Another battle brewing on the data front concerns fair use, or the doctrine in U.S. law that permits the use of copyrighted material without first having to obtain permission from the rights holder. Companies like OpenAI and GitHub claim that fair use protects them in the event their systems are trained knowingly or unknowingly on copyrighted code.

But not everyone agrees. The Free Software Foundation, a nonprofit to advocate for the free software movement, has called Copilot “unacceptable and unjust.” Microsoft, GitHub and OpenAI are being sued in a class action lawsuit that accuses them of violating copyright law by allowing Copilot to regurgitate sections of licensed code without providing credit.

Amazon, which offers its own generative coding system called CodeWhisperer, attempts to skirt the fair use question by having the tool cite sources for code it suggests. As for Tabnine and DeepCode, both claim that they only train their AI on codebases with permissive licenses that explicitly allow reuse.

“We plan to allow open source projects to opt out of AI training and to give attribution in Tabnine to all repositories that were used for training,” Weiss said, adding that Tabnine is working on functionality to help developers identify potential sources for longer code suggestions à la CodeWhisperer. “Tabnine took the legal and moral decision not to train the model on code that our users write.”

Past the technical development hurdles of code-generating AI lie the UI challenges to which Weiss alluded earlier. Where it concerns developer workflows, it can be tough to figure out the right place to “plug in” an AI system like Copilot, Weiss said. Kite had trouble there — according to Smith, the startup’s generative AI didn’t resonate with enough of the 500,000 developers who used the free version to make the business sustainable.

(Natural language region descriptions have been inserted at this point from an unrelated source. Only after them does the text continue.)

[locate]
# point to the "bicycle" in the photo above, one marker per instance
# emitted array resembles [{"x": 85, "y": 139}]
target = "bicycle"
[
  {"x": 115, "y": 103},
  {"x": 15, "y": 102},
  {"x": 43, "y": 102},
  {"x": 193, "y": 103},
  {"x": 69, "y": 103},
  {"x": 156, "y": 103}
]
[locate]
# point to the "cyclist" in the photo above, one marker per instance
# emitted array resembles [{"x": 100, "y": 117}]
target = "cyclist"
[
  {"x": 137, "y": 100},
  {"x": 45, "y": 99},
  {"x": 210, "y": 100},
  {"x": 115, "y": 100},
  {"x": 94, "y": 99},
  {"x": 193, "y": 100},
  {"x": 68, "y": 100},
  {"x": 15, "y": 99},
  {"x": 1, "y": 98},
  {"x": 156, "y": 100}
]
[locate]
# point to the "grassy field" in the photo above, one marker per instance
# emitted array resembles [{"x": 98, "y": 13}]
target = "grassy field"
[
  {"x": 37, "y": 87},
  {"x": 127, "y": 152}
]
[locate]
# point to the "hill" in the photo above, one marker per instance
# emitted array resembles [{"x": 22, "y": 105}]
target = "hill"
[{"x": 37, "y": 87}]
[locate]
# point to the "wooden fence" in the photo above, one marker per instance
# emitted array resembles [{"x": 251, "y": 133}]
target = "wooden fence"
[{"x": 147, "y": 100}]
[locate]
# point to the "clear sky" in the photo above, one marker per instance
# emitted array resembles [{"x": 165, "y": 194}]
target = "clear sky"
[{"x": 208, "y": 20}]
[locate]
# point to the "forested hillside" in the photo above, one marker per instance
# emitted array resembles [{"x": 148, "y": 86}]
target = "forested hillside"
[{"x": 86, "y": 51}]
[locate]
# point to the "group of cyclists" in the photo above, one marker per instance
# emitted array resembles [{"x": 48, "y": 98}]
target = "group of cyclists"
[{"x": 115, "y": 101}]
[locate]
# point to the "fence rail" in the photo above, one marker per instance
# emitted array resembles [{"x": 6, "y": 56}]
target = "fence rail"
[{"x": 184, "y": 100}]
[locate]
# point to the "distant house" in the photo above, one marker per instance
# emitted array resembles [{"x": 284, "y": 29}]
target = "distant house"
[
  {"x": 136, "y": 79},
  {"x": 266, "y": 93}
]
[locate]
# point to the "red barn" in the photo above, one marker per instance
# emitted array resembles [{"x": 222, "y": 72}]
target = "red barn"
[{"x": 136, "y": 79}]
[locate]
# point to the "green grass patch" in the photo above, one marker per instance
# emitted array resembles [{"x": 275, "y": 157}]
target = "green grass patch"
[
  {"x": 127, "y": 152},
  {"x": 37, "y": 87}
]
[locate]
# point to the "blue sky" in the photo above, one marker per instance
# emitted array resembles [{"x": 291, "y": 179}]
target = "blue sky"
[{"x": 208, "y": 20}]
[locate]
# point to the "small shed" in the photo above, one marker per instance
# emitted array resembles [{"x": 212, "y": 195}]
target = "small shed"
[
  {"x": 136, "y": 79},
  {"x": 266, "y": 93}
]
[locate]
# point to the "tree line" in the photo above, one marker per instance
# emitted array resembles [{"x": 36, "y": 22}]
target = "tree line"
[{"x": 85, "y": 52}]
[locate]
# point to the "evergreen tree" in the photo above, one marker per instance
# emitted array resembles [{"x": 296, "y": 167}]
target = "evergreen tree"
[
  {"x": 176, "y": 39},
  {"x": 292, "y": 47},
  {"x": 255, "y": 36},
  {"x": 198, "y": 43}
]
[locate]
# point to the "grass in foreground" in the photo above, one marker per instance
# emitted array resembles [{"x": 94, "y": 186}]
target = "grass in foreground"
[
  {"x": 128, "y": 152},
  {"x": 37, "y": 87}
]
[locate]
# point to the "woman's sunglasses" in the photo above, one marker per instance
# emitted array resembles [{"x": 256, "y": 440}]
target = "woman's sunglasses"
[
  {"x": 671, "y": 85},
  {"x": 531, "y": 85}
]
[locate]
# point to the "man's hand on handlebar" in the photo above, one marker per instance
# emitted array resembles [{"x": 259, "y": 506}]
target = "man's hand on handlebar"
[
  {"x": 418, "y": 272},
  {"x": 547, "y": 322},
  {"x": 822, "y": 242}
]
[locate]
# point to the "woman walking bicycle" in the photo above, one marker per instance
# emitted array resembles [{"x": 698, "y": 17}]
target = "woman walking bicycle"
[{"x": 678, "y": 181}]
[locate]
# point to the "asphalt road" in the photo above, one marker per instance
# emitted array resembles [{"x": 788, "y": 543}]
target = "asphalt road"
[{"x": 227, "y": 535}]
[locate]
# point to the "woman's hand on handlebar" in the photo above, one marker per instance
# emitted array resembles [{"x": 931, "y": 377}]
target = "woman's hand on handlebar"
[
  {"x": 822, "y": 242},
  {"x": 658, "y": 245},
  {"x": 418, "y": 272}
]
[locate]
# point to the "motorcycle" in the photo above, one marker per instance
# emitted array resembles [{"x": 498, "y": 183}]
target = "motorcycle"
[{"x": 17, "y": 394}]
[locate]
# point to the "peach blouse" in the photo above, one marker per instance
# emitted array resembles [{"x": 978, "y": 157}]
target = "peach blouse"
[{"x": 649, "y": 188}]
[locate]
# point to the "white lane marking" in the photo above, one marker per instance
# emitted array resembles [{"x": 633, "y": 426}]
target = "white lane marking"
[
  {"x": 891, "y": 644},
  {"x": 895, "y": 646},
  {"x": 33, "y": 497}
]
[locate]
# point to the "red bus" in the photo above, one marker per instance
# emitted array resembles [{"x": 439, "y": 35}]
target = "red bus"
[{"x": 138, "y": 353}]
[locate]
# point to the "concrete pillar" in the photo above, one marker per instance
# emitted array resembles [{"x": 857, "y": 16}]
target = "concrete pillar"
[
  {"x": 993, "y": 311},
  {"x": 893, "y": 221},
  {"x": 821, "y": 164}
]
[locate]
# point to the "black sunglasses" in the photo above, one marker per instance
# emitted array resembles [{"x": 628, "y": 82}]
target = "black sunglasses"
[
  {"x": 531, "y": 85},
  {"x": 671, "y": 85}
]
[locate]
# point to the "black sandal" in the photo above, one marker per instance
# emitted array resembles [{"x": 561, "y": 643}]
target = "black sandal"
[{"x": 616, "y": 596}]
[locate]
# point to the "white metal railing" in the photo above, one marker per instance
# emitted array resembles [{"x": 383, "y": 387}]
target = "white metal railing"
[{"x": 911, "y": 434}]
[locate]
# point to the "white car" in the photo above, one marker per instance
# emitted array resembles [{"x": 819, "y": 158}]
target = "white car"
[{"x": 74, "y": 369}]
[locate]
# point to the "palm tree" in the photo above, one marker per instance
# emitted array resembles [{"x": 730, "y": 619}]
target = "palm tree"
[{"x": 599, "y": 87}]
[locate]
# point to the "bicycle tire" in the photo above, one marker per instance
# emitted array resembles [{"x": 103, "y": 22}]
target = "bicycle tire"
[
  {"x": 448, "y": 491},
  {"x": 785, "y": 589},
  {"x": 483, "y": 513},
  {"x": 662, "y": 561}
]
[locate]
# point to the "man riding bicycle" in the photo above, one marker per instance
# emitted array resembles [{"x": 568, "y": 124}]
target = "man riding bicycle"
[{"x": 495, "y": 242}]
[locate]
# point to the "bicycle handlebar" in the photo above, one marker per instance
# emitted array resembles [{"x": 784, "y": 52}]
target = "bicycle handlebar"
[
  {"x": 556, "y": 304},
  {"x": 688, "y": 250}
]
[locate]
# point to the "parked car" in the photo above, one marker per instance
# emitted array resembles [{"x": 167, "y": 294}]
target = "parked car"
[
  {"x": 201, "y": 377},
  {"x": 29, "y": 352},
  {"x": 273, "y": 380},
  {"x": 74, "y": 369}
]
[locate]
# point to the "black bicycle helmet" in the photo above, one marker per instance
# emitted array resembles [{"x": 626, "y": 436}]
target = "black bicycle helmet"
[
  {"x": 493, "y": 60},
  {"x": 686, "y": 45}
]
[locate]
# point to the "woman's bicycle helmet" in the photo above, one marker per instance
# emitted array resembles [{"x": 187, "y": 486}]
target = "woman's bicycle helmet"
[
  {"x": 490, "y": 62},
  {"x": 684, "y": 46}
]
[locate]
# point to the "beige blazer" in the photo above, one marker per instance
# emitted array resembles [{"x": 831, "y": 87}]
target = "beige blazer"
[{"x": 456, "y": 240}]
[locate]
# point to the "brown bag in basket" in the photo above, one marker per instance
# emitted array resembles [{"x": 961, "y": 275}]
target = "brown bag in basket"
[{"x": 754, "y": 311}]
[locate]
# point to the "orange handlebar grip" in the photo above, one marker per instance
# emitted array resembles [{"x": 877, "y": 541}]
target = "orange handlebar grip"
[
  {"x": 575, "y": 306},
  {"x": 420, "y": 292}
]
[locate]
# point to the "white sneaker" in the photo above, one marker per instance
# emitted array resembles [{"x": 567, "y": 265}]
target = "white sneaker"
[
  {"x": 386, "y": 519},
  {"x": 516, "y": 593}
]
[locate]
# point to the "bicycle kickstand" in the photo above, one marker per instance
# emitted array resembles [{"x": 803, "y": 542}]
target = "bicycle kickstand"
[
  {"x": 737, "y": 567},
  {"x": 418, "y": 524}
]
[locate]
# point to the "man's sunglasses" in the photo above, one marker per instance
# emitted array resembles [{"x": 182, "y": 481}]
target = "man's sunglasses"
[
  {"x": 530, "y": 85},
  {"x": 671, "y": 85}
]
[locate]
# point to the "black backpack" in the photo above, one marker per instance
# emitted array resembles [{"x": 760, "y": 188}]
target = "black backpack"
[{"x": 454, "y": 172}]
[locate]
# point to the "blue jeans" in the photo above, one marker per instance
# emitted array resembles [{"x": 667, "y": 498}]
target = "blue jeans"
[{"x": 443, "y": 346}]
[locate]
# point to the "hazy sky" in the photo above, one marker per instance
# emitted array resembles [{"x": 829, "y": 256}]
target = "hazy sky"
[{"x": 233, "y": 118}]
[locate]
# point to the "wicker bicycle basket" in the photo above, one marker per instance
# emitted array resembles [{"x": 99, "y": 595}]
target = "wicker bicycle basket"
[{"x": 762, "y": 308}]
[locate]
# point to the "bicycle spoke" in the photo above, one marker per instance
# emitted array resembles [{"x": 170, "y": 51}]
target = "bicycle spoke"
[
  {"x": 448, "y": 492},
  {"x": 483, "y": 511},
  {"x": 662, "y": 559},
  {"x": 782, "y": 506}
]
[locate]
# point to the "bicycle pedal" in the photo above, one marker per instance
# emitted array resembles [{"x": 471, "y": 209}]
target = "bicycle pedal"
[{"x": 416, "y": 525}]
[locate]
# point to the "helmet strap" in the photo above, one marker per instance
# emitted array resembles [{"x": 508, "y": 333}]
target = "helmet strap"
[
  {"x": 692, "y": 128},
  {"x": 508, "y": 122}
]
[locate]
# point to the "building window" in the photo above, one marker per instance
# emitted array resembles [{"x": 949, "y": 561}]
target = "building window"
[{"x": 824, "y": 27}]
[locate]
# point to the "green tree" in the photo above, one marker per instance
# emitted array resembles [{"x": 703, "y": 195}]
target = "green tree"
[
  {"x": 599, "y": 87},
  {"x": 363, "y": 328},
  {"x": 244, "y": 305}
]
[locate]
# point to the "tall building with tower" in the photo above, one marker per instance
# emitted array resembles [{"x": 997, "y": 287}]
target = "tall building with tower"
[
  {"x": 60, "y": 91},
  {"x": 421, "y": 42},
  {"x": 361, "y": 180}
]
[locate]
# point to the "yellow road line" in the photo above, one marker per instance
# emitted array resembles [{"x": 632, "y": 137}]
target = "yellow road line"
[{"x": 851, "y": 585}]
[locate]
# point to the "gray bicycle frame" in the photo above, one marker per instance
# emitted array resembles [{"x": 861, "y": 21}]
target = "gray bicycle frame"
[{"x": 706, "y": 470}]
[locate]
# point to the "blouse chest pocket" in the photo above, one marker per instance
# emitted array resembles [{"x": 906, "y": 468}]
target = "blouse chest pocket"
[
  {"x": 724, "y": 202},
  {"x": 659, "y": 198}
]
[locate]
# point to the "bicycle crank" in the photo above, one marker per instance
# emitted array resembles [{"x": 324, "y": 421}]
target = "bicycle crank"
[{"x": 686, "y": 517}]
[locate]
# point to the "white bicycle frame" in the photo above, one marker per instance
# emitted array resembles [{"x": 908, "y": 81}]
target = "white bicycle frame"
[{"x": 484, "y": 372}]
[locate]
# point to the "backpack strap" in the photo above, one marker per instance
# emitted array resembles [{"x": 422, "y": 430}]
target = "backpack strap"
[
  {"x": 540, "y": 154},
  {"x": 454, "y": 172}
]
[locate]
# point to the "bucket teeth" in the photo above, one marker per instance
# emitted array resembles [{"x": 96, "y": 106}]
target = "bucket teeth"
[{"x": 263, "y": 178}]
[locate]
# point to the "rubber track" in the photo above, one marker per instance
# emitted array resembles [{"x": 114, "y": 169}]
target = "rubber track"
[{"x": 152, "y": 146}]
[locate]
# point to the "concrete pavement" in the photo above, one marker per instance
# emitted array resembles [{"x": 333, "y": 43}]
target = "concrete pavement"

“We always say that Tabnine is 50% AI and 50% user experience, but in reality, the user experience part might be larger,” Weiss told TechCrunch. “Some key user experience challenges that will arise in the next acts of AI in software development are: How will an AI code reviewer interact with developers? What is the correct experience for sharing best practices and recommended patterns through the AI? How does AI help developers read and understand code? Risking exaggerating on pathos, I’d say that this is defining what software development in the 21st century is.”

On the monetization question, can code-generating AI be monetized successfully today, given all the roadblocks standing in the way? Perhaps. In August, Microsoft revealed that 400,000 users subscribed to Copilot, translating to $4 million in monthly revenue — a figure that may fall short of Copilot’s R&D and operating costs. Kite struggled to generate meaningful revenue after seven years of development.

Still, Weiss is optimistic that enterprises will see the value in code-synthesizing AI and returns will “dramatically rise.” Certain investors appear to believe that’s true; Tabnine recently raised $15.5 million from Qualcomm Ventures, Samsung Next and others.

“Tabnine, Kite and other players went through a path I strongly believe in, which is starting from the developers themselves,” Weiss said. “Monetizing developers is considered notoriously hard because of well-known reasons, but with the right product offering, it is doable, as proven by the commercial success of both Tabnine and GitHub Copilot.”